So as before, it would be much easier to handle aliasing on the stack and such if aliases did not cross barriers of jumps. Basically this would mean that for any target jump point, aliases must be removed and given allocations.


So get jump targets as I have done before.


Well, how about an alternative means. All operations for the most part take place on the stack if they do anything. Basically, what if I instead completely ignore the stack and locals. Basically instead those are virtualized as stored values somewhere that get loaded and stored as needed. Basically it would be a specific slot but it has a value history which can change over time. When an operation is performed it just uses those value inputs. Then for the most part, I completely ignore register allocations. Variables will be marked for the source of their value. Essentially there would be a timeline of values for each position. This would allow me to just instead of having local variable copies and forced deallocations to just use the timeline of values.


Basically, registers are allocated last. I basically just operate purely on these value timelines. This would require a bit more memory for each position but there would be marks to determine how things occur. So if there is a jump back it would check the states for where values originate from. If the value is different then it will split the timeline which forces an actual copy operation to be performed. The same can be done for exception handlers where there are no stack values except what was thrown. Then after all the splitting is known, registers are allocated and extra load/store operations are added as needed. This would require iterations into the past however to determine values. But there could be derivation and references to the actual value. Basically, I need to make splitting cheap. Exception handlers would essentially just be the same as jumps with conditional branches. So if there is an exception ready it will just check if it is not null then check where to go depending on the exception. This could generate a bunch of duplicate code however. But in this case, exceptions are the same as normal code. This means though that exception checks need to be performed after almost every operation for the most part. But only ones which can generate exceptions.

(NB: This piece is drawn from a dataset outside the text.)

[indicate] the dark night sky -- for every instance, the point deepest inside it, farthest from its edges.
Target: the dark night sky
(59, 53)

With the timeline I do not need to worry about jump backs. Jump forwards can be a problem though. However, the split point is in the future. Logically it is handled the same. So basically for every local and stack entry, I will need a timeline which encompasses the entire code. Initially the timeline would be blank and nothing would have values. However, with the stack map table and such there would be explicit no values and explcit some values. The stack map table is used for all future and exceptional jumps.

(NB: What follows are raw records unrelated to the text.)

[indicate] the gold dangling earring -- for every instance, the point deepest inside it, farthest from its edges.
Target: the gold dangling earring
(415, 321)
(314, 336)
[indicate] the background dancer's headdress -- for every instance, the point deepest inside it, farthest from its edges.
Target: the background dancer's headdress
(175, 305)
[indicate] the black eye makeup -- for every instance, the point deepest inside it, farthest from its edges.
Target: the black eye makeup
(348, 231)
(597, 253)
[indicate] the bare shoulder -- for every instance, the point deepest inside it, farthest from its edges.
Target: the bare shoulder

Or maybe I am just thinking too into this. I suppose what I can do is have a naive compiler which translates the byte code directly to machine code without optimization. That way I can get the interpreter working to execute the native code to see if things work. Basically it would be the ugliest and horribly optimized machine code ever. Methods would be gigantic and there would be lots of wasteful operations. But I can write it in a way where I can replace it with an optimizing variant. I suppose the initial thing would be to parse all of the operations and build some kind of execution graph then go through all of it to optimize it in a future pass. So I basically only have to write the code generator once, but future work is done in an optimization pass. So the first step is always naive. This is less efficient but it is easier to have a naive setup in the first place.


For saved and temporary, I would need save operations.

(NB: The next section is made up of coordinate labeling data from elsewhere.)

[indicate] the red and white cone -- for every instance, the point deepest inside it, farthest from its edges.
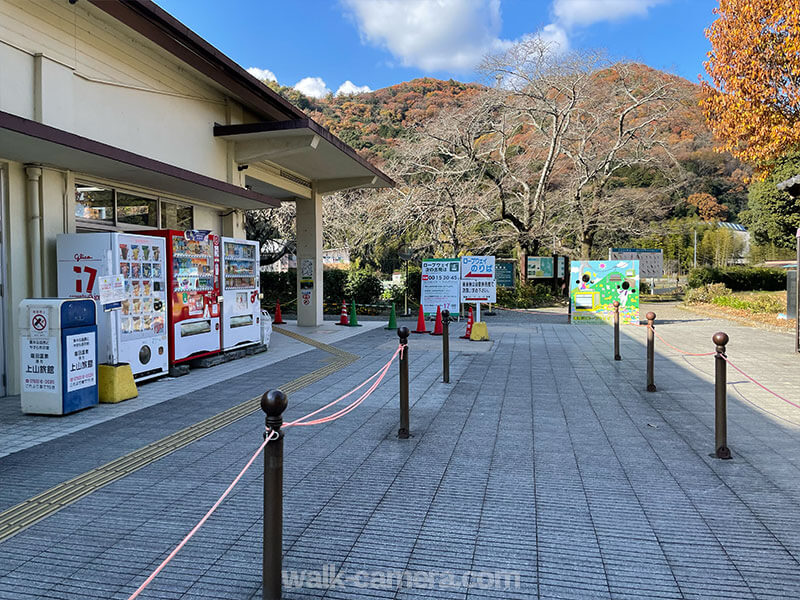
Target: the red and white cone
(344, 319)
(278, 319)
(470, 320)
(420, 322)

Maybe instead, I turn the byte code from stack based to be register based with expanded exception handling and checking. Basically I just change the interpretation of it. It becomes completely flat and there is aliasing of values. This would be the secondary intermediate code. Then I can turn that into actual machine code and perform allocations as needed. I think that route would be the easiest. A basic linear function. So morphing the byte code to another set of instructions. Then I do not need to worry about exceptional jumps because they are just branches as needed. This means that also variables will need extra meta data, such as the length of arrays when they are read. This way, some array length checks can be removed potentially.